The Organization of Economic Cooperation and Development (OECD) said last week the global economy may sharply slow down this year as governments around the world try to contain the virus and anticipated a rebound in the growth from 2021.


In a brief commentary on the oil prices crash, Alpha Beta Core CEO Khurram Schehzad said, “It was a good development for Pakistan macros, as massive decline in oil prices may lead to decline in energy imports, thereby helping reduce trade deficit; pass-on should lead to decline in inflation, as well as reduced energy costs to businesses/industrial sector, besides potential to improve indirect taxes for the government and decrease in subsidies from the government.”


To recall, containing inflation and collecting targeted revenue in taxes are the two leading challenges to Pakistan, which entered into the latest International Monetary Fund’s (IMF) 39-month long loan programme worth $6 billion on tough economic conditions in May 2019.

To contain the inflation and increase its revenue, the government partially passed-on the drop in international oil prices to domestic consumers and partially absorbed the drop to increase its revenue, earlier this month.


“The drop in oil prices bodes well for the CPI (consumer price index/inflation) outlook as every $10 per barrel is expected to shave off 0.3% from…inflation on annualised basis,” Hashmi said.


The drop in the oil prices has created a big room to further cut the oil prices for local people, businesses and industries with the aim of taming the inflation in the domestic economy and supporting them to grow.


Inflation reading came at 12.4% for the previous month of February. Research houses have anticipated inflation in the range of 10-10.5% for the current month of March and a further notable cut in April.


The reduced inflation would allow the State Bank of Pakistan (SBP) to make the first cut in the benchmark interest rate next week. This would help the domestic economy and businesses to turnaround sooner than later.


The availability of comparatively cheaper financing would enable domestic businesses and industries to borrow more to meet working capital and go on expansions.

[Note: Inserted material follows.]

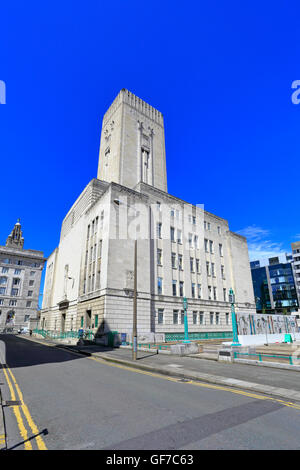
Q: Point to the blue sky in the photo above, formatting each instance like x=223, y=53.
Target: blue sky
x=221, y=74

“On the other hand, we can potentially see a cumulative reduction in exports and remittances by around $1-2 billion,” Topline Securities CEO Muhammad Sohail said.


“On a net basis, Pakistan’s external account could potentially improve by $2.2-2.8 billion (50% of Pakistan’s current account deficit) due to $20 per barrel lower oil prices. We expect, rupee/dollar to remain stable in the near term,” he said.


On the fiscal side, he said, lower oil prices will give the government enough fiscal space to sail through at least the next couple of IMF quarterly reviews. The government is unlikely to completely pass on the impact of lower oil prices to the consumers, through increase in Petroleum Development Levy (as seen in March).


The government is also likely to pocket part of lower oil prices in electricity tariffs (under monthly fuel adjustments), resulting in lower accumulation of circular debt. “The pressure (from IMF) to increase gas prices will also subside,” he said.


Such developments are expected to help further building up the country’s foreign currency reserves and strengthen rupee against the dollar. In the short-run, however, an increased foreign selling may be seen at local debt (T-bills/PIBs) and stock markets.


What it means for the common man?

The drop in oil prices would also positively impact the common man in Pakistan. An expected deceleration in inflation reading should reduce kitchen budget. Partial pass-on of the massive drop in international oil prices to domestic consumers and its wide positive impact on business and economy, should all help people to reap the fruits.


The likely early revival in the economy at macro and micro levels may not benefit businesses alone, but revival in businesses should create new job opportunities as well.